Allein schon die Einführungssequenz, die einen Bankraub aus der Egoperspektive zeigt, stampft jedes Mockumentary-Machwerk in den Boden als perfekt gestellte Actionszene, deren harter Cut effektiver nicht sein könnte. Weiterhin schafft das Drehbuch die Gratwanderung zwischen fast schon witziger Pechvogelsympatisierung und knallhartem Gewaltszenario, das einem stellenweise durch Mark und Bein geht. Dabei werden moralische Fragen aufgeworfen, die mich als Beobachter zwischen Faszination und Abscheu pendeln ließen. Dass Lenny sich alle paar Minuten seine Packung Prügel abholt, ist, trotz des Mitleids für seine tragische Figur, noch als charmanter Running Gag einzustufen. Bitterböse wird es, wenn er unfreiwillig in einem der angesprochenen Clips Zeuge der Vergewaltigung und Ermordung einer guten Freundin wird und dies entsprechend der Technologie zu allem Überfluss in vollem Umfang „fühlt“.

In diesen Szenen wird klar, dass dies defintiv ein Film für ein reifes, differenzierungsfähiges Publikum ist. Die dankbare Erdung findet dabei durch das Verhältnis von Lenny und seiner hadernden, aber letztendlich bedingungslos loyalen Wegbegleiterin Mace (Angela Bassett) statt. Beide zeigen ein wunderbar harmonierendes, weil gleichwertiges Schauspiel unter ständigem „Ballwechsel“. Auch Juliette Lewis begeistert als elektrisierende Femme Fatale und stellt nebenbei auch noch ihre Fähigkeiten als Rockröhre unter Beweis. Am Rande der Haupthandlung ist permanent der brodelnde gesellschaftliche Hexenkessel zu spüren, der expressiv den Wunsch nach Umbruch transportiert. Ein Thema, das jetzt, zum 20. Jubiläum von Strange Days, präsenter denn je ist.
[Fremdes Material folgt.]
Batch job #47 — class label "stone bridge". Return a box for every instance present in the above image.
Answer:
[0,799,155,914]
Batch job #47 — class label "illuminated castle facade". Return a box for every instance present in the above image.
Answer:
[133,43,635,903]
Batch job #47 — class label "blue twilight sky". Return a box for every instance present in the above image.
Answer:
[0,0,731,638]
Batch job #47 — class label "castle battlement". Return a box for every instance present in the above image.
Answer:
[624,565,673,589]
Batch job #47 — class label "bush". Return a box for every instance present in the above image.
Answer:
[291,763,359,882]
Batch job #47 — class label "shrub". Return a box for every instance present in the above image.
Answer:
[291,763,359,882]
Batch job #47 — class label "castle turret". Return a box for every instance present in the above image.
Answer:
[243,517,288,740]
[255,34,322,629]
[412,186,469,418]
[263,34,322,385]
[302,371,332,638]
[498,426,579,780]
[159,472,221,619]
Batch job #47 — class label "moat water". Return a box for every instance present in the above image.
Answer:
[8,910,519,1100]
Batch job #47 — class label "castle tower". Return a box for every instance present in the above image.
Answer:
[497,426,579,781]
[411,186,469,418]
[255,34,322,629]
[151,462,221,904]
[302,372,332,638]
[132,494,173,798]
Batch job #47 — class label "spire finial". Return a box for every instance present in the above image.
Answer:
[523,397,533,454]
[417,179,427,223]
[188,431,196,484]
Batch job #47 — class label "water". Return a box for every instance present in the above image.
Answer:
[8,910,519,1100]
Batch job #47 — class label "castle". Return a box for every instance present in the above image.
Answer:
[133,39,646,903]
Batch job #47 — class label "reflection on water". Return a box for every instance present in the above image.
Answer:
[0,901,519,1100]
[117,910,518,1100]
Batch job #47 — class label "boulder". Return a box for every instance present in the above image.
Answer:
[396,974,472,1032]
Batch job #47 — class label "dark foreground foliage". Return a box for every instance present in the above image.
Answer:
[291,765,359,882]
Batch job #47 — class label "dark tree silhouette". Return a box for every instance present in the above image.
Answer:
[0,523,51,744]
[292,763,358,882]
Natürlich könnte ich jetzt noch nach dem berühmten Haar in der Suppe suchen, diverse Logiklöcher oder Continuityfehler offenbaren. Mein Filmherz sträubt sich in diesem ganz besonderen Fall jedoch dagegen und möchte stattdessen die letzten Zeilen dafür nutzen, um eine uneingeschränkte Empfehlung für diese beinahe vergessene Perle auszusprechen. Ein Muss für jeden erwachsenen Filmliebhaber! — (Ein Gastbeitrag von Frank)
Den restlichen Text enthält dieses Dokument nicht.